We use a newly available arctic Normalized Difference Vegetation Index dataset (a measure of vegetation photosynthetic capacity) to document coherent temporal relationships between near coastal sea ice, summer tundra land-surface temperatures, and vegetation productivity. We find that during the period of satellite observations (1982–2008), sea ice within 50km of the coast during the period of early-summer ice break up declined an average of 25% for the Arctic as a whole with much larger changes in the E. Siberia Sea to Chukchi Sea sectors (>44% decline). The changes in sea-ice conditions are most directly relevant and have the strongest effect on the villages and ecosystems immediately adjacent to the coast, but the terrestrial effects of sea-ice changes also extend far inland. Low-elevation (<300 m) tundra summer land temperatures, as indicated by the summer warmth index (SWI = sum of the monthly mean temperatures above freezing, expressed as °C mo), have increased an average of 5°C mo (24% increase) for the Arctic as a whole; the largest changes (+10 to 12°C mo) have been in the Chukchi Sea and Bering Sea regions.
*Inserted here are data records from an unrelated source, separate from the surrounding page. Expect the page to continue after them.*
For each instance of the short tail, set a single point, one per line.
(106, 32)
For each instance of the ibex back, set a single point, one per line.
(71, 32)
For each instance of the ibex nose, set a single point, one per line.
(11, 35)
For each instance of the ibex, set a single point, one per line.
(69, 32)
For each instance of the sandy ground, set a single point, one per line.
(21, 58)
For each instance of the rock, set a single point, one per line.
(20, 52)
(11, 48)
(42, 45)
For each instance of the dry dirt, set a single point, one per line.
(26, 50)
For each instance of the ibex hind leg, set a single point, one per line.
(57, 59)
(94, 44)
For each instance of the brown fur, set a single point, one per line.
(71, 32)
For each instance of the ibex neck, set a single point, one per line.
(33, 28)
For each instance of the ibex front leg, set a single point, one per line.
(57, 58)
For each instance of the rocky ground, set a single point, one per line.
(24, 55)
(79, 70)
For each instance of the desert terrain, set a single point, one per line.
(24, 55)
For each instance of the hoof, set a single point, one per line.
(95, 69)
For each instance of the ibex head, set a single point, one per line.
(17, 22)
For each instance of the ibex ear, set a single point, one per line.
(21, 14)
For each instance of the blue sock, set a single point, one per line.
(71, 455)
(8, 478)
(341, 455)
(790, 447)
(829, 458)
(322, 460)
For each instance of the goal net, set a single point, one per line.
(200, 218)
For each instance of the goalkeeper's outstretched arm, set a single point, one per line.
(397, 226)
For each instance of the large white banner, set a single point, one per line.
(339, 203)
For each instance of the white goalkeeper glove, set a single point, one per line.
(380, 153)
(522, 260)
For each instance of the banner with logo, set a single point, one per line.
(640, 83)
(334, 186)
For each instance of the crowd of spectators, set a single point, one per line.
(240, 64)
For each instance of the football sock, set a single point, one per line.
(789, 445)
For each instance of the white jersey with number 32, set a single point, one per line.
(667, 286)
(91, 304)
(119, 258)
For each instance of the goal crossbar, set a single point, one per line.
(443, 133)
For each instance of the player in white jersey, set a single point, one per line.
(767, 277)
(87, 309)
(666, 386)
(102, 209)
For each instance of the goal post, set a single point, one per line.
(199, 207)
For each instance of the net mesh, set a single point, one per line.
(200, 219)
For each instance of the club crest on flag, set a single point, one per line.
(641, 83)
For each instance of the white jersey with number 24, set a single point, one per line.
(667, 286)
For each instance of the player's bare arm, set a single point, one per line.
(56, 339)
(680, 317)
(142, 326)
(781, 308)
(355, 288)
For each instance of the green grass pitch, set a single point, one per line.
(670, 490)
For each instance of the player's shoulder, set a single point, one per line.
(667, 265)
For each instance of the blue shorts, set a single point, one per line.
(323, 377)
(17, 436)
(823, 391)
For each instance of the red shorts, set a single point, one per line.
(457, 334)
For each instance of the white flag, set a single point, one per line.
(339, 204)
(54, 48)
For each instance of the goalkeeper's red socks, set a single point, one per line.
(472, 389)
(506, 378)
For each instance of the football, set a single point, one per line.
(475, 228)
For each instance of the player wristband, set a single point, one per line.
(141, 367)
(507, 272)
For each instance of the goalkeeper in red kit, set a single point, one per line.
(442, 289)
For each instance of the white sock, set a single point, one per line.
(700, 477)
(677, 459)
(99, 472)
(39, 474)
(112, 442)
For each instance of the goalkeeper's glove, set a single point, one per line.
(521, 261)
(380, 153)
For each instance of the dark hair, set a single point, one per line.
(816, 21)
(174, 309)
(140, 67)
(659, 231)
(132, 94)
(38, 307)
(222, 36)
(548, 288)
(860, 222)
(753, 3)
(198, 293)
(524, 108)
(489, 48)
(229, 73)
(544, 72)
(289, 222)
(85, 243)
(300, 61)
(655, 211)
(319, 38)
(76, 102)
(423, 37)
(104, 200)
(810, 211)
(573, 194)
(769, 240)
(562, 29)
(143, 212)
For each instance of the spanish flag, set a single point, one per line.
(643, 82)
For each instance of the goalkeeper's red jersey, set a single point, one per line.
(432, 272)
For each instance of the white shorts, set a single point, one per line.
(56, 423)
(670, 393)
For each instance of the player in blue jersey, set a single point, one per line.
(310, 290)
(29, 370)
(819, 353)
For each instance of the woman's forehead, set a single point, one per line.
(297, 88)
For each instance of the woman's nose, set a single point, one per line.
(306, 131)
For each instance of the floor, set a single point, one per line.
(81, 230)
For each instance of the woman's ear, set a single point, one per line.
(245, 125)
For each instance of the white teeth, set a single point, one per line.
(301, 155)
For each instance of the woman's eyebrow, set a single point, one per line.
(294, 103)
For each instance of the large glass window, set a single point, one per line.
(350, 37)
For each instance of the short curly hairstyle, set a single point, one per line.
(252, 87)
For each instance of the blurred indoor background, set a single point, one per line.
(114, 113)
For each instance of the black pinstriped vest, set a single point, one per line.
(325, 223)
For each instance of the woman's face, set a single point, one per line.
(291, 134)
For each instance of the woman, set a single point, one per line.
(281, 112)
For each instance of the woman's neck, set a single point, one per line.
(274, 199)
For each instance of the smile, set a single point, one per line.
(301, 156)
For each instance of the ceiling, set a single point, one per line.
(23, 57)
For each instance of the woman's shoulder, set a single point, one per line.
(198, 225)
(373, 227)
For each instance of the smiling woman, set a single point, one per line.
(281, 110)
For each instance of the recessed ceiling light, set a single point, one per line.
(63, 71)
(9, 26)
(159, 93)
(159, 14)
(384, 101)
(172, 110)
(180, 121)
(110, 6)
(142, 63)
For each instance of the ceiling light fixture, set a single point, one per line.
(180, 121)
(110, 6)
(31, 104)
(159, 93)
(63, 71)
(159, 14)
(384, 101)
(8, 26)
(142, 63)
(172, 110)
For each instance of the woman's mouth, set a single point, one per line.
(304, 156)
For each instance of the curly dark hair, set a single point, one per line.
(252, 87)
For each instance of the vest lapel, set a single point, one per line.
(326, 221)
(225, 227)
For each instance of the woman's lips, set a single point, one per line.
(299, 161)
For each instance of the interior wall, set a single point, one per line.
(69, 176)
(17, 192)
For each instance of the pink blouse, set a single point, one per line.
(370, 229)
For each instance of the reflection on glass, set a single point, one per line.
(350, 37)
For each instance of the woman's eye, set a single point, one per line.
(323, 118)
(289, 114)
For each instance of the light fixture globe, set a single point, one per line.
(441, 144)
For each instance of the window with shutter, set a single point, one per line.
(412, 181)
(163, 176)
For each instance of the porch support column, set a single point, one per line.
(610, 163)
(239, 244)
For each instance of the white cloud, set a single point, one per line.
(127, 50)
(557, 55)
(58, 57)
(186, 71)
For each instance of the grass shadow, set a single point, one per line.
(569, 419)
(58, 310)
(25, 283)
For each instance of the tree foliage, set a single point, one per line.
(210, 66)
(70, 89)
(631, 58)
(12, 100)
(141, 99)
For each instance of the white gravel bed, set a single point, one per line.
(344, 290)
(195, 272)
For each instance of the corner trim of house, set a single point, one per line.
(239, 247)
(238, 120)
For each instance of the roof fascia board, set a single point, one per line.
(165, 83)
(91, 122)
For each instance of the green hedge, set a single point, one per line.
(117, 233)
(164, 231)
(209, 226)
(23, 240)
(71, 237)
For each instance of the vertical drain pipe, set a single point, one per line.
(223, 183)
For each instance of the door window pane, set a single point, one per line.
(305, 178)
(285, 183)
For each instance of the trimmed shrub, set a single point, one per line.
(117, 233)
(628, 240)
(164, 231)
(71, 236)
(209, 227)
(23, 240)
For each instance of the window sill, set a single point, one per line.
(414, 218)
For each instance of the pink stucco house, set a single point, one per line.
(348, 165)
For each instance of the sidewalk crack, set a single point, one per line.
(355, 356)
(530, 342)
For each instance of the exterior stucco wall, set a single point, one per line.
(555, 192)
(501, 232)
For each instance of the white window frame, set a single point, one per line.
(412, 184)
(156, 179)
The land warming has been more pronounced in North America (+30%) than in Eurasia (16%). When expressed as percentage change, areas in the high Arctic in the vicinity of the Greenland Sea, Baffin Bay, and Davis Strait have experienced the largest changes (>70%). The NDVI has increased across most of the Arctic with some exceptions in the Bering and W. Chukchi seas. The greatest change in absolute maximum NDVI occurred in the northern Alaska/Beaufort Sea region (+0.08 AVHRR NDVI units). When expressed as percentage change, large NDVI changes (10-15%) occurred in the North America High Arctic and Beaufort Sea regions. Ground observations along an 1800-km climate transect in North America support the strong correlations between satellite NDVI observations and summer land temperatures. Other new observations from near the Lewis Glacier, Baffin Island, Canada, document rapid vegetation changes along the margins of large retreating glaciers and may be partly responsible for the large NDVI changes observed in northern Canada and Greenland. The ongoing changes to plant productivity will affect many aspects of arctic systems including changes to active-layer depths, permafrost, biodiversity, wildlife and human use of these regions. Ecosystems that are presently adjacent to year-round (perennial) sea-ice are likely to experience the greatest changes.